Apr 7 2005
The controversy over a nevirapine clinical trial conducted in the late 1990s threatens to limit the use of a drug that has saved hundreds of thousands of babies in the developing world from HIV infection, according to experts from the HIV Medicine Association (HIVMA) of the Infectious Diseases Society of America (IDSA).
A series of media reports last December raised questions about the conduct of a study in Uganda funded by the National Institutes of Health that found a single dose of nevirapine can dramatically cut the risk of mother-to-child HIV transmission. The Institute of Medicine will soon issue a report reviewing the study.
Each day, more than 1300 infants are infected with HIV through mother-to-child transmission, according to United Nations estimates. Several studies have shown that nevirapine is the simplest, most cost-effective way to slash the risk of infection nearly in half. In most countries in the developing world, nevirapine is the only clinical option available to prevent transmission of the virus from mother to child. The controversy over the Uganda study does not change that fact. It does, however, leave false impressions about the drug’s safety and efficacy.

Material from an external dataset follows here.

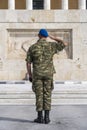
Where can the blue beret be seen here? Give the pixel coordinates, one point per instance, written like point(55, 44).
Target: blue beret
point(43, 32)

“The bottom line is, if we lose nevirapine to prevent mother-to-child transmission, a whole lot more kids will get infected,” says W. Michael Scheld, MD, past-president of IDSA and part of an HIVMA co-sponsored program in Uganda training African doctors in AIDS care. “In a perfect world, everyone would have access to combination antiretroviral therapy. That’s the goal. In the meantime, it would be a big mistake to abandon a drug that can keep millions of children free from HIV infection.”